Notes about Distributed Optimization
2020-04-26
Chapter 1 Introduction
These are some notes about distributed optimization, including some algorithms, their analysis of convergence, and some understandings of my own. Although the authors of those literature already provide proofs, I complement some details and try to figure out why should we prove in such a way. Hence they could be more easy to understand, especially for myself.
We summarize some distributed gradient based algorithms solving the problem (1.1), namely Push-Pull Gradient Method1 (Pu et al. 2018), and Distributed Stochastic Gradient Tracking Methods(DSGT) (Pu and Nedić 2018).

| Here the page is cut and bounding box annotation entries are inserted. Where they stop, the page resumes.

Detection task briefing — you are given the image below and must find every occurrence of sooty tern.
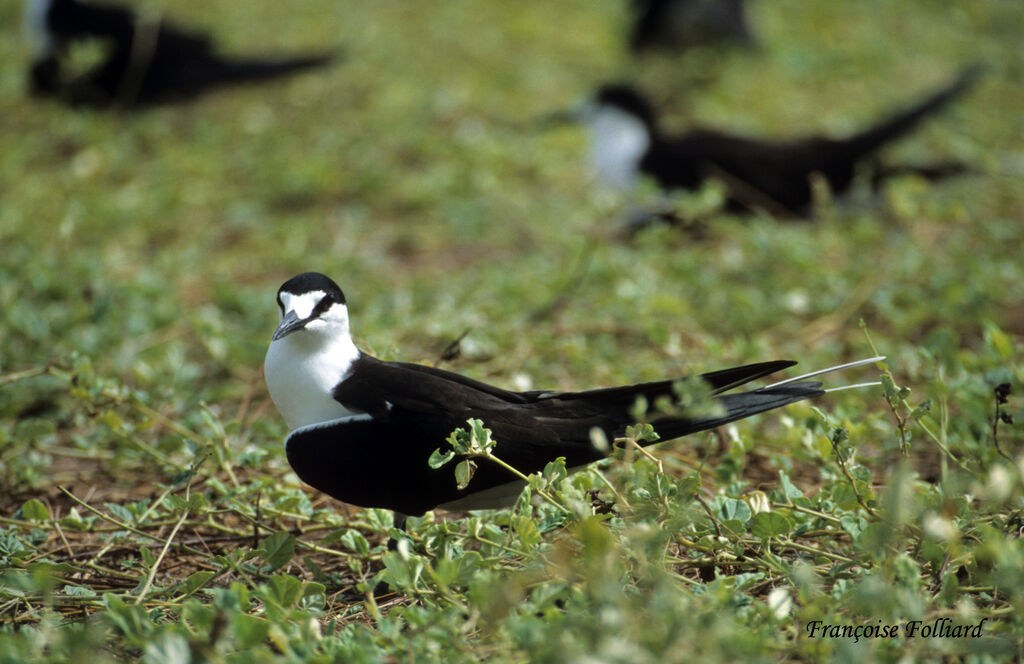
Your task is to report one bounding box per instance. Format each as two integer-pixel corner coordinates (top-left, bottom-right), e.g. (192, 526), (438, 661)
(264, 273), (881, 515)
(630, 0), (754, 52)
(25, 0), (334, 107)
(577, 67), (981, 216)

\[\begin{equation} \underset{x\in\mathbb{R}^p}{\min} f(x):=\frac{1}{n}\sum_{i=1}^n f_i(x) \tag{1.1} \end{equation}\]Where \(f_i:\mathbb{R}^p\to \mathbb{R}\) is known by agent \(i\) only, and all the agents communicate and exchange information over a network.
In general, these two methods use a decision variable \(x\in \mathbb{R}^p\) and an auxiliary variable \(y\in\mathbb{R}^p\) and have a form of (1.2) for the \((k+1)\)th iteration.
\[\begin{align} X_{k+1} &= S_1(X_k-\boldsymbol\alpha Y_k)\\ Y_{k+1} &= S_2Y_k + T(X_{k+1}) - T(X_k) \tag{1.2} \end{align}\]Where \(S_1\) and \(S_2\) are the matrices inducing the graphs, \(T(\cdot)\) is the estimate of gradient, and \(\boldsymbol\alpha = \text{diag}(\alpha_1,...,\alpha_n)\in\mathbb{R}^{n\times n}\), \(\alpha_i\) is the step size initialized for agent \(i\).
\[\begin{align*} X_k &= \left(x_{1,k},x_{2,k},...,x_{n,k}\right)^T\in\mathbb{R}^{n\times p}\\ Y_k &= \left(y_{1,k},y_{2,k},...,y_{n,k}\right)^T\in\mathbb{R}^{n\times p}\\ \end{align*}\]\(x_{i,k}\in\mathbb{R}^p\) denotes the decision variable of agent \(i\) of the \(k\)th iteration, \(y_{i,k}\) represents the auxiliary variable of agent \(i\) of the \(k\)th iteration.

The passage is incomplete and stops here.